La crisi di liquidità fu aggravata, come sempre nel settore delle costruzioni stradali, dalla dilazione dei pagamenti della pubblica amministrazione. La società non solo risultava esposta per circa 380 milioni verso la Banca commerciale, ma questa deteneva anche un terzo delle azioni; e, benché le rimanenti appartenessero in gran parte a Puricelli, queste furono date in pegno all’istituto a garanzia di un forte debito personale.
Per evitare il tracollo della società, Mussolini si rivolse all’Istituto per la ricostruzione industriale (IRI) che nel febbraio del 1936 ne assunse il controllo.
Alla crisi societaria avevano concorso anche i comportamenti di Puricelli, rivelatosi troppo accentratore e incapace di creare – contestualmente all’aumento delle dimensioni dell’impresa – un’adeguata organizzazione amministrativa e contabile. Stando alle fonti IRI, inoltre, era afflitto da certa megalomania e conduceva un elevato tenore di vita, tanto da arrivare ad attingere cifre ingenti dal capitale della società per riversarlo nel proprio; né mancarono rilievi di altro tipo, come quello di avere inserito il figlio neolaureato nell’azienda attribuendogli uno stipendio esageratamente alto.
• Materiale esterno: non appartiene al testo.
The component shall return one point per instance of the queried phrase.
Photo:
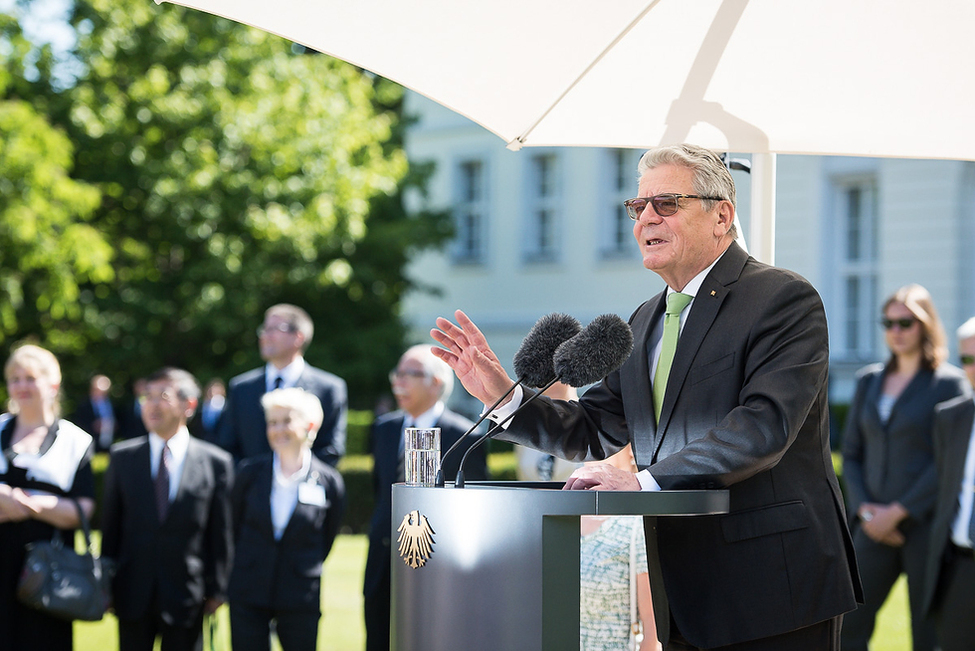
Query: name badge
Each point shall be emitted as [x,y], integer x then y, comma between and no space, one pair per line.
[312,494]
Il problema del salvataggio della società non era solamente economico, ma diveniva squisitamente politico: una delle imprese simbolo del regime fascista nel settore delle opere pubbliche non poteva fallire, né tantomeno trascinare nella rovina il proprio fondatore. Altrettanto inconcepibile sarebbe stato ipotizzare che la Puricelli fosse esclusa dal nuovo grande teatro ove il regime si avviava a rappresentare, edificando città e strade, la propria grandezza. Mussolini concesse la massima libertà d’azione al presidente dell’IRI, Beneduce, a tre condizioni: che fosse salvata la società; che essa partecipasse in primo piano alla costruzione delle opere pubbliche in Africa orientale italiana; che venisse salvaguardata la posizione personale di Puricelli.
Beneduce e Donato Menichella concordarono un gentlemen’s agreement con Puricelli, al quale fu attribuita la presidenza onoraria con un generoso assegno annuo; inoltre l’IRI gli concesse 42 milioni per saldare i propri debiti personali, e gli offrì l’opzione di potere riscattare la società entro cinque anni allo stesso prezzo. In questo caso però egli avrebbe dovuto rimborsare anche tutti i crediti diretti e indiretti dell’istituto (circa 500 milioni); amministratore della società fu nominato Giuseppe Imbriani Longo.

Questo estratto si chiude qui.